There’s always something that causes an entrepreneur to latch onto a specific opportunity. In Samantha Lane’s case, it was what she describes as a “life-changing” experience in July 2014.
We did not know her at the time, but one can imagine that the former Chicagoland resident who moved to Tennessee at age 18 was a hard-charger in her earlier years. After all, she played high school basketball against legendary Lady Vol Candace Parker.
In mid-2014, Lane was Territory Manager for King University and needed to have surgery to repair pectus excavatum, more commonly referred to as funnel or sunken chest. “I planned to be out a month,” she says, so she had meticulously organized how her work would be handled while she recovered from the procedure.
In actuality, Lane gradually returned to the job but with a new perspective on life after a longer than anticipated recovery that included a staph infection. What she learned during that extended period was that her priorities were literally out of order; Lane needed to reprioritize her work versus the other parts of her life. As she developed a way to do so, something she now describes as a “Gift from God” became the impetus for a company named Origami Day.
“People saw the peace that I had in my day,” Lane says of the system that she developed to ensure that she was living each day to its fullest. Today, through two products that are sold locally and online and a menu of services, Lane is exposing others to her approach to time management, stress reduction and, most important, the right balance between work and the other parts of their lives.
“I want to help people understand how to be present and productive in their lives” is the way she describes her personal mission and the focus of the company. “Origami Day is a philosophy and the tools to implement it.”
The company’s name is both symbolic of an important concept in the work-life balance conundrum and a tip of the hat to her mother’s ancestry – Japanese. In that language, origami is defined as the art of folding paper into decorative shapes and figures. Lane’s approach to time management starts with a single sheet of paper, folded in such a way that six quadrants are created – one for each day (Monday through Friday) and one for a combination of Saturday and Sunday.
She explains that individuals prepare their to do lists for each week, but they only see those for a single day at a time. As such, they are focused on the items that must be completed that day, and they can easily mark through them as they are finished.

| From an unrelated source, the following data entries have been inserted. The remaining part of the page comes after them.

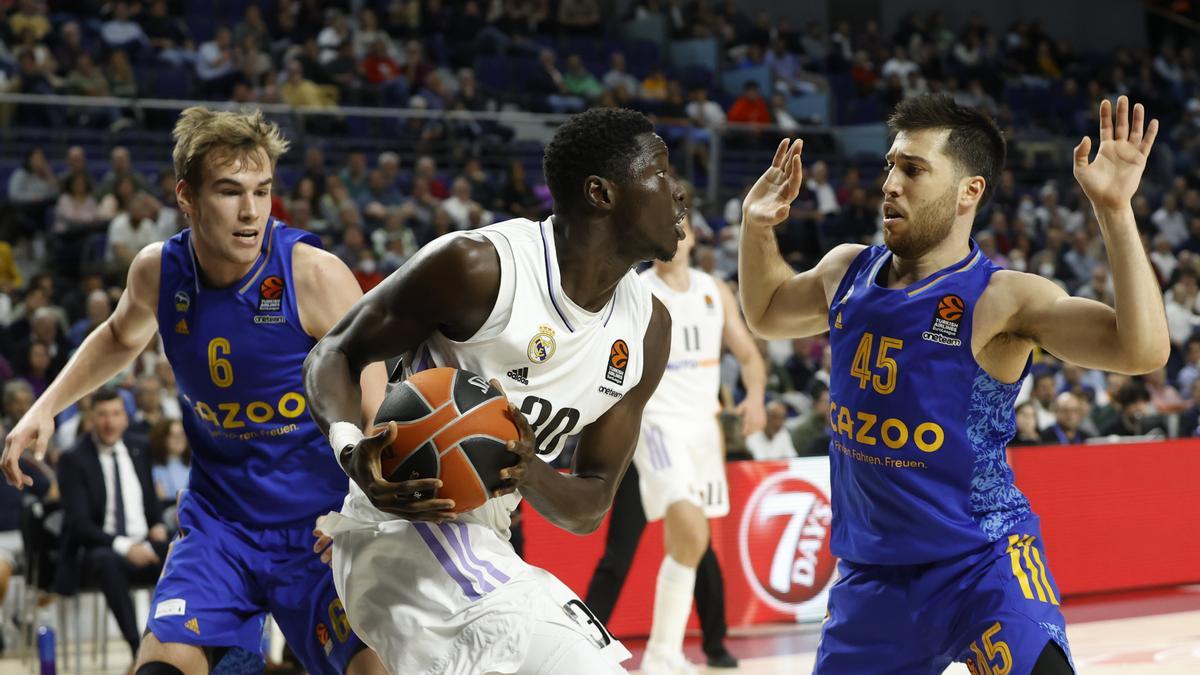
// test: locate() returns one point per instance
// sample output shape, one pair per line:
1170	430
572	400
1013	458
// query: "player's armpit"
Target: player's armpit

There is also a planning notebook where an individual can list items for the future – next week, next month, or next year. And, Lane keeps busy holding workshops, keynoting events, and providing individual consulting.
“I thought the business was all product,” she says. “Today, product is 25 percent while services are 75 percent.”
Readers of teknovation.biz may recall reading about or even seeing Lane pitch in February 2017 at the annual “What’s the Big Idea 48-Hour Launch.” She sold her first product in November 2017 but only went full-time three months ago.
Origami Day has been bootstrapped thus far, but Lane wants to see it grow to, as she again emphasizes during the interview, “help people shape their time for work-life balance.” In her view, it comes down to three simple rules: know what’s important, make a plan, and make sure you protect that plan.